Rylan Schaeffer

Logo
Resume
Research
Learning
Blog
Teaching
Jokes
Kernel Papers


Node Perturbation

Node Pertubation is an algorithm for learning with a global error signal introduced by Williams 1992 that improves on Weight Pertubation by identifying that the gradient of the global error can be estimated by adding noise into the bias alone. Consider adding noise $\gamma_i^l$:

\[\tilde{x}_i^l = f \Big(\sum_j W_{ij}^l \tilde{x}_j^{l-1} + (b_i^l + \gamma_i^l) \Big)\]

We can use the same Weight Perturbation approach to estimate $\frac{\partial E}{\partial b_a^c}$, but how can we estimate $\frac{\partial E}{\partial W_{ab}^c}$?

Define the unperturbed, pre-activation value:

\[\nu_i^l = \sum_j W_{ij}^l x_j^{l-1} + (b_i^l + \gamma_i^l)\]

Per the chain rule,

\[\frac{\partial E}{\partial W_{ab}^c} = \frac{\partial E}{\partial \nu_a^c} \frac{\partial \nu_a^c}{\partial W_{ab}^c} = \frac{\partial E}{\partial \nu_a^c} x_b^c\]

We can estimate $\frac{\partial E}{\partial \nu_a^c}$ using a similar trick as WP. To first order, the difference between the perturbed and unperturbed error is

\[\tilde{E}_{tr} - E_{tr} \approx \sum_{l, i} \frac{\partial E}{\partial \nu_i^l} \gamma_i^l\]

Multiply both sides by $\gamma_a^c$ and take the expectation with respect to $\gamma_a^c$:

\[\langle (\tilde{E}_{tr} - E_{tr}) \gamma_a^c \rangle_{\gamma_a^c} = \frac{\partial E}{\partial \nu_a^c} \sigma^2\]

Thus,

\[\begin{align*} \frac{\partial E}{\partial W_{ab}^c} &= \frac{\partial E}{\partial \nu_a^c} x_b^c\\ &= \frac{1}{\sigma^2}\langle (\tilde{E}_{tr} - E_{tr}) \gamma_a^c \rangle_{\gamma_a^c} x_b^c \end{align*}\]

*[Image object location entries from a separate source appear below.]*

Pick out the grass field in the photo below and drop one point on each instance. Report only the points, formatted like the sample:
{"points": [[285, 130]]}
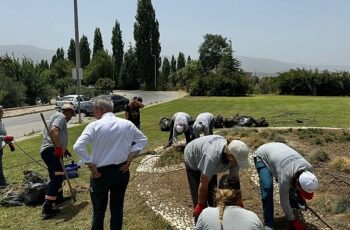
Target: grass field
{"points": [[278, 111]]}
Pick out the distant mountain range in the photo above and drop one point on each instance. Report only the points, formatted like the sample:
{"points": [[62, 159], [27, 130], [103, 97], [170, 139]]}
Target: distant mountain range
{"points": [[258, 66]]}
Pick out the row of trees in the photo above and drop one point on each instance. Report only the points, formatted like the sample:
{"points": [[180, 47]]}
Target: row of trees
{"points": [[216, 72], [305, 82]]}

Since $tilde{x} \approx x$ to first order in $\gamma$, NP approximates gradient descent using the following update equations:

\[\begin{align*} \Delta W_{ij}^l &= - \eta \tilde{E}_{tr} \gamma_i^l x_j^l \\ \Delta b_i^l &= - \eta \tilde{E}_{tr} \gamma_i^l \end{align*}\]